Bununla birlikte, bu yazarın alıntı yaptığı obezite karşıtı araştırmacıların, daha büyük bir vücutta olmanın kötü olduğu ve aslında bir “obezite salgını”nın ortasında olduğumuza dair temel bir varsayımları var. Ama bu gerçekten doğru mu? Yazarın kendisi, “obezite olan herkesin kanser, Tip 2 diyabet, yüksek tansiyon, kalp krizi, inme ve erken ölüm gibi ilişkili komplikasyonları geliştirmediğini” söylüyor. Peki ya daha büyük bir vücutta olmak, bu olumsuz sağlık sonuçlarının bazılarıyla ilişkiliyse, ancak aslında sebep bu değilse?
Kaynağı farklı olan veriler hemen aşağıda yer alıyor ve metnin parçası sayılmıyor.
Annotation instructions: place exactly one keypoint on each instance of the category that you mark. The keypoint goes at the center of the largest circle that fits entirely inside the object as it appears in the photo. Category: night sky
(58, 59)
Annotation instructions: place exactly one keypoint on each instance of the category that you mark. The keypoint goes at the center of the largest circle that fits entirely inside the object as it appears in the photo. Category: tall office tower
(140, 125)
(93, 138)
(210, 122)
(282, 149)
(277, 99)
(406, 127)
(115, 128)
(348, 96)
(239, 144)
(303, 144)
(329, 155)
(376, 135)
Ayrıca, son 20 ila 40 yılda bu “salgın” ile mücadele etmek için sürdürdüğümüz tüm müdahaleler, aslında nüfus için şişman utandırma ve kilo damgası dahil olmak üzere daha kötü sonuçlara yol açtıysa; kilo döngüsüne yol açan kronik diyet yapmak kötü sağlık sonuçlarına yol açar; ve her yaştan, cinsiyetten, şekilden ve boyuttan insanı, tam gelişmiş yeme bozuklukları dahil ancak bunlarla sınırlı olmamak üzere, yiyeceklerle ve vücutlarıyla sağlıksız ilişkiler kurmaya yönlendirmek?
“Obeziteye karşı savaşımızın” ne kadar zararlı olduğuna dair bildiğimiz her şeyi göz önünde bulundurarak, bu konudaki bilime daha eleştirel bakmaya başlamalı ve “obezite salgını” terimini kullanan herkesin varsayımlarını sorgulamaya başlamalıyız.
Rachel Shands
Paul, Minn.
Editöre:
Obezite oranlarındaki son artışlara neyin sebep olduğunu tam olarak bilemeyebiliriz. Ancak obezitenin Amerika’da ailelerin karşılaştığı daha büyük zorlukların bir belirtisi olduğunu ve akıllı, adil politika değişikliklerinin eğilimleri tersine çevirmeye yardımcı olabileceğini biliyoruz.
İki programdaki gıda politikası başarıları ileriye giden yolu işaret ediyor.
On yıldan biraz daha uzun bir süre önce, okul yemek programları ve federal WIC beslenme programı için beslenme standartları güncellendi. Daha sağlıklı okul yemekleri artık yoksulluk içindeki çocuklar arasında obezite riskinin azalmasıyla ilişkilendiriliyor. Daha sağlıklı WIC gıda paketi, katılan çocuklar arasında obezite oranlarındaki düşüşle ilişkilidir. Birlikte, bu programlar milyonlarca çocuğa hizmet ediyor.
Politikalarımızın merkezine çocukların ve ailelerin sağlığını koyarak bu ivmeyi geliştirebiliriz. Ve bir ulus olarak, bir çocuğun sağlıklı ve sağlıklı bir şekilde büyüyüp büyüyemeyeceğini bildiğimiz barınma, geçim ücretiyle onurlu bir istihdam, temiz hava ve su ve sağlık devası ve sağlıklı gıdaya erişim gibi topluluk koşullarını ele alma taahhüdünde bulunmak. ağırlık.
Jamie Bussel
Princeton, NJ
Yazar, Robert Wood Johnson Vakfı’nda kıdemli bir program görevlisidir.